İşçi feshin yukarıdaki bentlerde öngörülen sebeplere uygun olmadığı iddiası ile 18, 20 ve 21 inci madde hükümleri çerçevesinde yargı yoluna başvurabilir.” şeklinde düzenlenmiştir.

4857 sayılı İş Kanununun 25. maddesinin (II) numaralı bendinde, ahlâk ve iyi niyet kurallarına uymayan hâller sıralanmış ve belirtilen durumlar ile benzerlerinin varlığı hâlinde, işverenin iş sözleşmesini haklı nedenle fesih imkânının olduğu açıklanmıştır.

Açıklanan bu maddi ve hukuki olgular çerçevesinde somut olay değerlendirildiğinde, davacı tarafından iş sözleşmesinin işverence haklı sebep olmaksızın feshedildiği iddia edilmiş, davalı işveren ise cevap dilekçesinde ve aşamalarda müvekkili şirketin genel müdürü ve işveren vekili olan davacının müvekkili şirketle iş yapan İnpema Ltd. Şti.’nin kurucu ortağı olduğunun tespit edildiğini, davacının anılan şirketi kurarken müvekkiline bildirim yapmadığı gibi onay da almadığını, İnpema şirketinin 2009 yılında müvekkilinin Polatlı polietilen dağıtım hattı işlerini ve servis hattı işlerini ayrıca 2010 yılında TCDD Hızlı Tren Demiryolu İnşaatının Polatlı İstasyonu Doğalgaz Polietilen Hattı işlerini yaptığını, müvekkiline ilişkin bilgileri kendi menfaati doğrultusunda kullandığını, yapım işinden kurucusu olduğu şirket aracılığıyla kazanç sağladığını, müvekkil firmayı da zarara uğrattığını, müvekkilinin 2010 yılı yatırım planı kapsamında doğalgaz hatları yapım işini başka bir firmaya daha düşük birim fiyatlar üzerinden ihale ettiğini ve bu nedenle feshin haklı sebebe dayandığını savunmuştur.

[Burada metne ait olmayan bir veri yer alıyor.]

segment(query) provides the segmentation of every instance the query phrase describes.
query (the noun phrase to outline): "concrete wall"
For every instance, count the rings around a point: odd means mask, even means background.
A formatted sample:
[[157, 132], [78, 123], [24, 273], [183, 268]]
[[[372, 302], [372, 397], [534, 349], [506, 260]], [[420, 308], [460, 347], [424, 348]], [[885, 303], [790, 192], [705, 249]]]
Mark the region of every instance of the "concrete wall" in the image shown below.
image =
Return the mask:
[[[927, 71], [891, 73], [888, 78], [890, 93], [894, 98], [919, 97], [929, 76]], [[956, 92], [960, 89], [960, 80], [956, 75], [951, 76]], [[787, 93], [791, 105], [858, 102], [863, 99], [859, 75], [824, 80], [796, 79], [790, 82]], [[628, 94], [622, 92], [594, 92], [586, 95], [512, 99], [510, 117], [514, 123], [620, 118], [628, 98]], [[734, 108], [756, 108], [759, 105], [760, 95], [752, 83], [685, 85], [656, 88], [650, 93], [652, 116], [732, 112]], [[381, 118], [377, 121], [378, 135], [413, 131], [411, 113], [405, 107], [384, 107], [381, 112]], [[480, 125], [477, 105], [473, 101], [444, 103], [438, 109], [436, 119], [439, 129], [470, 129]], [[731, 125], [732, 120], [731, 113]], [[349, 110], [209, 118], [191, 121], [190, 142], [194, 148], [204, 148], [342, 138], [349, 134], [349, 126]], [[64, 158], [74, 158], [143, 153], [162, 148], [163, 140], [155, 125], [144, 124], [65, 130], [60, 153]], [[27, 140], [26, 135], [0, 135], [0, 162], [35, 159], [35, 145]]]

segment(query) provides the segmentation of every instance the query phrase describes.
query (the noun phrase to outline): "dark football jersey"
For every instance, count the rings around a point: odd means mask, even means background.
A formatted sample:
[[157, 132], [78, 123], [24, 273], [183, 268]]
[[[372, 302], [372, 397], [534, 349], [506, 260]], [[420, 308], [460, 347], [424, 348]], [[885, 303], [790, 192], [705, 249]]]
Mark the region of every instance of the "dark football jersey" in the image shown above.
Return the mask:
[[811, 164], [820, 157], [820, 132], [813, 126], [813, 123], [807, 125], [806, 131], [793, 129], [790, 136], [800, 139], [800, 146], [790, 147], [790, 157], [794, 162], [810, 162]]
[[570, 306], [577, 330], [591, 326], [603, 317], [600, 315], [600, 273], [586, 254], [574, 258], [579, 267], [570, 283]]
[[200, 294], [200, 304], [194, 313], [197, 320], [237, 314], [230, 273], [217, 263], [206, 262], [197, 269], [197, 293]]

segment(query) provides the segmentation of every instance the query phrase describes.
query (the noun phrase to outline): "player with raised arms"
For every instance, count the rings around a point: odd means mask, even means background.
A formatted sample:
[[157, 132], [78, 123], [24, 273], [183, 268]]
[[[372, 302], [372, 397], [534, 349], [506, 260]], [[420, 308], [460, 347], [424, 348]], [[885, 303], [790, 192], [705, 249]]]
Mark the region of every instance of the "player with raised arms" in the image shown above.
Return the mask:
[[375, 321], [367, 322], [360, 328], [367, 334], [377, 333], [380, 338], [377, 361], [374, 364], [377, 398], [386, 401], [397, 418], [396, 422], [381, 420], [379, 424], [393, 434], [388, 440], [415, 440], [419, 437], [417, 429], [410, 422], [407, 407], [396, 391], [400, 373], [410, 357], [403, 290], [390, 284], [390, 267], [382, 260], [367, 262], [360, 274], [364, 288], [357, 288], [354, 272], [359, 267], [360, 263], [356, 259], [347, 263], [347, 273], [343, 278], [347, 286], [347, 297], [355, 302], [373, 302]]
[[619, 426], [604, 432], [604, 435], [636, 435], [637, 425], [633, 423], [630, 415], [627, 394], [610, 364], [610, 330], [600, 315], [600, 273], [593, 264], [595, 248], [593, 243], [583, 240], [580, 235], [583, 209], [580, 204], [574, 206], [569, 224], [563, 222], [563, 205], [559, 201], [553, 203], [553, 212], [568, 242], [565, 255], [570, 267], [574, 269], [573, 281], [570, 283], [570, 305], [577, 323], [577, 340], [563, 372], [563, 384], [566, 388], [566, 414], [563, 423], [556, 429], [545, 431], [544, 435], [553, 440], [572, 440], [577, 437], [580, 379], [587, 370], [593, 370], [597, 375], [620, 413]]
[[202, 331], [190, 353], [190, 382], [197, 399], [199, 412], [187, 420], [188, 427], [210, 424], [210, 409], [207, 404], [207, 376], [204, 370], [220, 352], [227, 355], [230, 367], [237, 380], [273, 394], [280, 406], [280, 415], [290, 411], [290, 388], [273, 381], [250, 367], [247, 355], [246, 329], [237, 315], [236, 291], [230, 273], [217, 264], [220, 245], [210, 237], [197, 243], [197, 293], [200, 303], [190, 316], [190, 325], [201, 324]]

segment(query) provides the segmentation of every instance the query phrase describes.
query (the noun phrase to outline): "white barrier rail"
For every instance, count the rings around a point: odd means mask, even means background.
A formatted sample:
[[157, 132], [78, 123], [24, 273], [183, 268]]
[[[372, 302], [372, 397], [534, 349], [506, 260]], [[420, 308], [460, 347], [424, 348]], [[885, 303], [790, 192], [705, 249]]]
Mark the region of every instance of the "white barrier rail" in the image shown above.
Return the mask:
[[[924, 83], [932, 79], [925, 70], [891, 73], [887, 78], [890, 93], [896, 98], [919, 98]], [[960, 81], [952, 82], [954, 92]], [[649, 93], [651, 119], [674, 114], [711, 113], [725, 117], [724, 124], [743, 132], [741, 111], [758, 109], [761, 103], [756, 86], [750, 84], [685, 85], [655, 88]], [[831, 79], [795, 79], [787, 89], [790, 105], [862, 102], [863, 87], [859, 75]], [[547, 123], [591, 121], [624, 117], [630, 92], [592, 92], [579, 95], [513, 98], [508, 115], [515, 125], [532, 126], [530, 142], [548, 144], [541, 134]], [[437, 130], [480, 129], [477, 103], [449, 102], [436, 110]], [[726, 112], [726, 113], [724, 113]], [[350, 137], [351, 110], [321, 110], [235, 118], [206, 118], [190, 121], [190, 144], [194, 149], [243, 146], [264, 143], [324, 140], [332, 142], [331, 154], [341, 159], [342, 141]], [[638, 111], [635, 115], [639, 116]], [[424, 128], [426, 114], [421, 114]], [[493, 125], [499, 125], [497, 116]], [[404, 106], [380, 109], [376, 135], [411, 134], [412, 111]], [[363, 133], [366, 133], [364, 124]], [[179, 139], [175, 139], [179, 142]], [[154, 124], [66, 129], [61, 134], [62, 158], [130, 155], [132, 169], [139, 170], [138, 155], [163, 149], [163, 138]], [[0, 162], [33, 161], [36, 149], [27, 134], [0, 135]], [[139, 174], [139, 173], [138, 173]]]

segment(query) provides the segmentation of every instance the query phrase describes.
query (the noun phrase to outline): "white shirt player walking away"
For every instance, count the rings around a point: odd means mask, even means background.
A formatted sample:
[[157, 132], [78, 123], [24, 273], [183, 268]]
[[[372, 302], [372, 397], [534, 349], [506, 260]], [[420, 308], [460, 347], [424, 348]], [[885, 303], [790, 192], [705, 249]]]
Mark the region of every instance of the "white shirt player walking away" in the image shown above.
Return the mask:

Dosya içeriğinde mevcut ve davalı işverenin bir başka çalışanı tarafından düzenlenen 13.10.2010 tarihli rapor ile davalının uhdesinde yürütülen Polatlı PE dağıtım hattı işlerinin alt işvereni olarak faaliyet icra eden İnpema Ltd. Şti.’nin ortaklarından birisinin davacı olduğu hususunun tespit edilmesi üzerine, davalı işverence Ankara 13. Noterliğinden keşide edilen 04.11.2010 tarihli fesih ihbarnamesiyle davacının 4857 sayılı İş Kanunu’nun 25/II. maddesine aykırı işlem ve eylemlerde bulunduğu gerekçesiyle iş sözleşmesi 01.11.2010 tarihi itibariyle feshedilmiş, fesih ihbarnamesi 09.11.2010 tarihinde Tebligat Kanunu’nun 21’inci maddesi uyarınca usulüne uygun olarak davacıya tebliğ edilmiştir.

Yine dosya kapsamından, İnpema Şirketinin kurucuları arasında davacının da bulunduğu, 2009 yılı doğalgaz boru hatları yapım işine ilişkin İnpema Şirketi ile 19.08.2009 tarihinde sözleşme imzalandığı, 01.10.2009 tarihinde geçici kabulün yapıldığı ve geçici kabul tutanağında davacının da üye sıfatı ile imzasının bulunduğu, 04.11.2009 tarihli iş bitirme belgesinden de davalı şirket adına belgenin davacı tarafından imzalandığı anlaşılmaktadır.

Öte yandan davalı tarafça 2010 yılında doğalgaz hatları yapım işini başka bir firmaya daha düşük birim fiyatlar üzerinden ihale edildiğine ilişkin olmak üzere bu firma ile imzalanan sözleşme de dosyaya sunulmuştur.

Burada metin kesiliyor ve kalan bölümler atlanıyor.